O Facebook já entrou em algumas polêmicas ao determinar o que eram e o que não eram notícias dentro da função “Trending News”, ao afirmar que as seleções eram feitas imparcialmente por um algoritmo. Agora, a companhia se coloca na posição inviável de dizer se os “atores organizados” são ativistas reais ou operações que pretendem “distorcer o sentimento político doméstico ou estrangeiro”.
“Nossas respostas evoluirão constantemente, mas queremos ser transparentes sobre nossas abordagens”, afirma o relatório, que não é nem um pouco transparente já que não oferece correções tangíveis para um problema que é muito maior e que até agora o Facebook não conseguiu resolver. O Facebook Live não pode impedir as pessoas de transmitir suicídios, atos sexuais e crimes violentes, a plataforma não oferece nenhuma solução porque não tem nenhuma ideia de como agir a respeito.
Parte da intenção do documento talvez seja insinuar que o Facebook precisa estar ainda mais presente na vida das pessoas que estão em risco de se tornarem alvos dos problemas que a própria rede social ajuda a criar (as ênfases são deles):
Os governos talvez queiram considerar qual assistência é apropriada para se oferecer aos candidatos e partidos que estão em risco de serem alvos de roubo de dados. O Facebook continuará a contribuir nessa área ao oferecer materiais de treinamentos, cooperação com as agências de cibersegurança dos governos que buscam dificultar as atividades de ataques externos nas contas de redes sociais de seus funcionários e candidatos e implementando ferramentas de comunicações projetadas para reforçar a observação de fortes práticas de seguranças, dentro de seus produtos .
Jornalistas e profissionais envolvidos com notícias são essenciais para a saúde das democracias. Estamos trabalhando por meio do Facebook Journalism Project15 para ajudar as organizações de notícias a permanecerem vigilantes sobre sua segurança.
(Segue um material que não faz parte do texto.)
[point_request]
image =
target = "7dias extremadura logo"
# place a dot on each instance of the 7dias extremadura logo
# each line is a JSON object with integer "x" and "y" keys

O relatório guarda ainda um trecho para continuar negando o impacto nas eleições dos Estados Unidos – mesmo depois de reconhecer a facilidade com que a rede pode ser utilizada para influenciar na geopolítica. “O alcance das operações conhecidas durante as eleições de 2016 dos Estados Unidos foi estatisticamente muito pequeno se comparado com o engajamento geral dos temas políticos”, afirma o documento.